There is some talk that the Minister for Social Services might also be a contender for the leadership, not just the member for Wentworth, Minister for Communications. When you are talking about the Minister for Social Services, that would be the guy who is now saying that 80,000 new mothers should lose up to $11,800 from paid parental leave a year. That would be the guy, who, having failed to get through changes that cut the pension for full-rate pensioners, has now gone after part-rate pensioners, the very same part-rate pensioners who live in very large numbers in his own electorate, with pensioner couples losing as much as $14,000 and single pensioners losing more than $8,000. The member for Wentworth has said, in his own words:
I support unreservedly and wholeheartedly every element in the Budget. Every single one.
But of course he also said:
Every single member of the Government supported every element in the budget—of course.
That statement was as late as February this year. So every member of the government supported the budget. What have those budgets delivered? Unemployment up; debt up; deficit up; tax up, at higher rates than we have had since the Howard government; cost of living up; and growth down.
By contrast, even during the worst of times, with the challenge of the global financial crisis, Labor managed the economy better. They actually had lower unemployment during the global financial crisis than this lot have managed at a time when things have been going so much better.
It is worth also saying, because the member for Wentworth seems to be the frontrunner at the moment, that this is a minister who has overseen a $26½ billion blow-out in the cost of the NBN. I heard the press conference today. He talked about how he wants to grow the future economy and prepare us for the changing world and all the rest of it. The most important infrastructure investment we as a nation can make to prepare for the way the world is changing is to invest in decent broadband infrastructure.

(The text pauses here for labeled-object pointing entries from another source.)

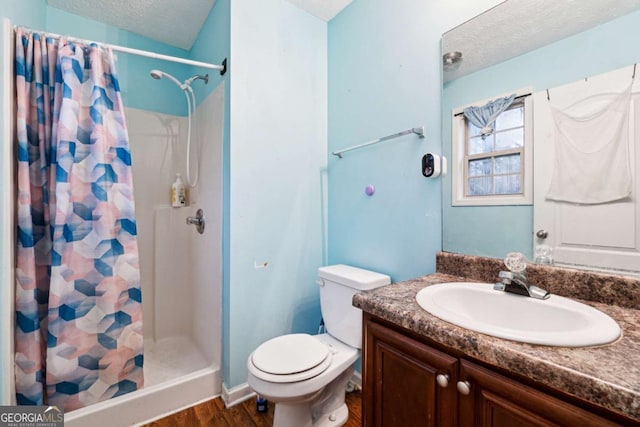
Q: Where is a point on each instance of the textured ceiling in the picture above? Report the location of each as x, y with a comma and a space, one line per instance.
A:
174, 22
515, 27
323, 9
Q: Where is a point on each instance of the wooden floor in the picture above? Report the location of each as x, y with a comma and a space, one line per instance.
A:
213, 413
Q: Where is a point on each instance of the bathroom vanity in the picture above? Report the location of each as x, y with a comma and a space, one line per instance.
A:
420, 369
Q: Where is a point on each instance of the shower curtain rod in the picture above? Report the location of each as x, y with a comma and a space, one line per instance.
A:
139, 52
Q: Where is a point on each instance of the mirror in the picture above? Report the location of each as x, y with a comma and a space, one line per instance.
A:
523, 46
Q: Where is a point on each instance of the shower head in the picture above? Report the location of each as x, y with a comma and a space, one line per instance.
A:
157, 74
196, 77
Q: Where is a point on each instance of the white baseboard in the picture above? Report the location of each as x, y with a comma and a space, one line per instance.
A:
237, 394
357, 379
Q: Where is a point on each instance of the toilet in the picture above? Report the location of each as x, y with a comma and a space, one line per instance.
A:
306, 375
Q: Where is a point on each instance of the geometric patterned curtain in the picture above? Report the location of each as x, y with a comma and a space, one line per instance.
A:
78, 335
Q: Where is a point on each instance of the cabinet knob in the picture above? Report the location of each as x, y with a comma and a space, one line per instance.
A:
443, 380
464, 387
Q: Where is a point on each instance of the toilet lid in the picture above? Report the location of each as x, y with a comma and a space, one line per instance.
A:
290, 354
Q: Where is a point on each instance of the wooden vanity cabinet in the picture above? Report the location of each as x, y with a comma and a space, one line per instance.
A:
401, 388
400, 382
496, 400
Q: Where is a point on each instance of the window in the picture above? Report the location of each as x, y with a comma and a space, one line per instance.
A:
495, 170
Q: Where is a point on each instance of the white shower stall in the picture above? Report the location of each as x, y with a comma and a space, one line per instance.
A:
181, 270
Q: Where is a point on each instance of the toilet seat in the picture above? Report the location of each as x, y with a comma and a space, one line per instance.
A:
290, 358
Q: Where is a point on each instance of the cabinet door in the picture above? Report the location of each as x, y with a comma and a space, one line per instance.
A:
400, 381
498, 401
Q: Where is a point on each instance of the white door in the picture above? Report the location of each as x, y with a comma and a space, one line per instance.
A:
605, 235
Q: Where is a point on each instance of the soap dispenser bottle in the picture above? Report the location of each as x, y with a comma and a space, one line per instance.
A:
178, 193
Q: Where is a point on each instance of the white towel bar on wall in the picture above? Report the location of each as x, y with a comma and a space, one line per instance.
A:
418, 131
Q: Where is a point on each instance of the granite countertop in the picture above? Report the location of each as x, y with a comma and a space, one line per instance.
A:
608, 376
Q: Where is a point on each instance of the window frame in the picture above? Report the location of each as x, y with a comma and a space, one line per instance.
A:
459, 171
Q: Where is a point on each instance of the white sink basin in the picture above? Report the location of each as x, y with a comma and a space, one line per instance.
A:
556, 321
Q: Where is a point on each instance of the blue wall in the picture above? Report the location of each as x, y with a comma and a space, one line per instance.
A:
384, 77
213, 45
139, 90
278, 153
496, 230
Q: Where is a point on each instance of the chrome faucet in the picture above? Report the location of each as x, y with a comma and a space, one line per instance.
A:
517, 283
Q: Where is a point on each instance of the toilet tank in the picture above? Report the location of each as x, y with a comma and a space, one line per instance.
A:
338, 284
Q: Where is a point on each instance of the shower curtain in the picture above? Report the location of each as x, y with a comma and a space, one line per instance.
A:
78, 334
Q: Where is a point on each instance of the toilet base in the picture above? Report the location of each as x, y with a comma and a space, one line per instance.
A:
326, 409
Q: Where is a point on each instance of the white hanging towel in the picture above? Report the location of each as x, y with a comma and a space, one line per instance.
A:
592, 154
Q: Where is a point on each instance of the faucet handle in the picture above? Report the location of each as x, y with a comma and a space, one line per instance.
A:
506, 276
516, 262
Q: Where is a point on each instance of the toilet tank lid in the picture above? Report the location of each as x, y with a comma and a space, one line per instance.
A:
353, 277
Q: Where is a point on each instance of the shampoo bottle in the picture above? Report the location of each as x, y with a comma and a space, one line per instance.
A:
178, 193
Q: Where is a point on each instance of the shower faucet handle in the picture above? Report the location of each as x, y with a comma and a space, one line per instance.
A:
197, 220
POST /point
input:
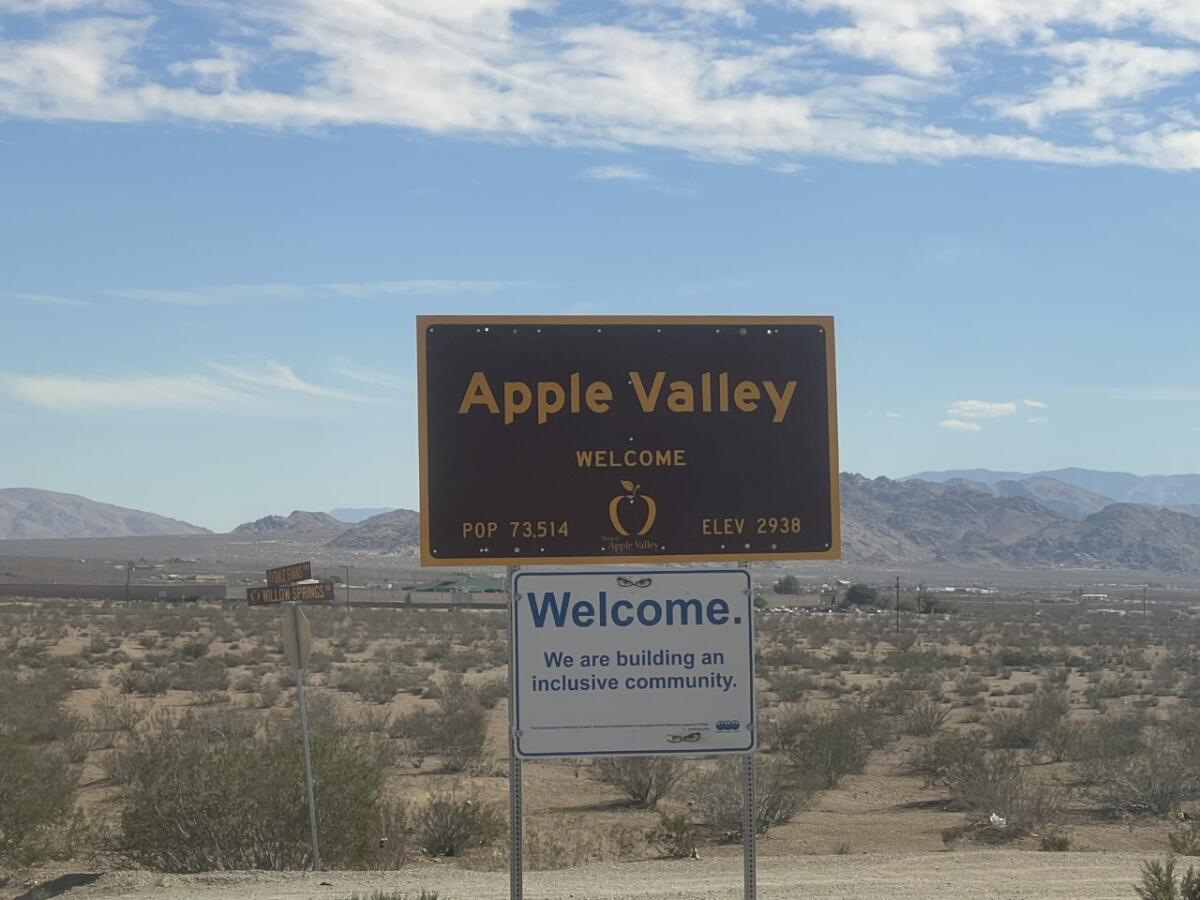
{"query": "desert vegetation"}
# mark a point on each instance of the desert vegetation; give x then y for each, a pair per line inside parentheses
(166, 737)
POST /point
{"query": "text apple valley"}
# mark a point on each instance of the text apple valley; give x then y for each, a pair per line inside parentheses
(707, 394)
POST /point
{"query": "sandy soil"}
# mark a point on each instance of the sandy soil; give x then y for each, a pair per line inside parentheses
(977, 875)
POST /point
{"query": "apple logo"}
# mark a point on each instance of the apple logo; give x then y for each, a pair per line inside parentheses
(623, 502)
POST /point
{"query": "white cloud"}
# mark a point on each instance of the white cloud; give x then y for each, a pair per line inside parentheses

This is the communications minister who has delivered slower internet speeds to households at a higher cost, a $26½ billion blow-out for a second-rate NBN that was supposed to be rolled out to homes and businesses within three years, by the end of 2016. And now that has more than doubled to seven years, by the end of 2020. And it will be more expensive and slower! He is also the same communications minister who promised no cuts to the ABC and SBS budgets, but has in fact cut more than half a billion dollars from the ABC and SBS budgets. More than 200 people have lost their jobs and hundreds more are still threatened. Regional railway stations have been shut down, with little more than a whimper from National Party colleagues. Programs have been cut, the ABC's much-loved drama and kids content have been slashed, and production facilities have been shut down, devastatingly local communities. That is the record that the member for Wentworth wants us to judge him on. Well, we are quite happy to judge him on that record of supporting this government's budgets and his slashing of the ABC.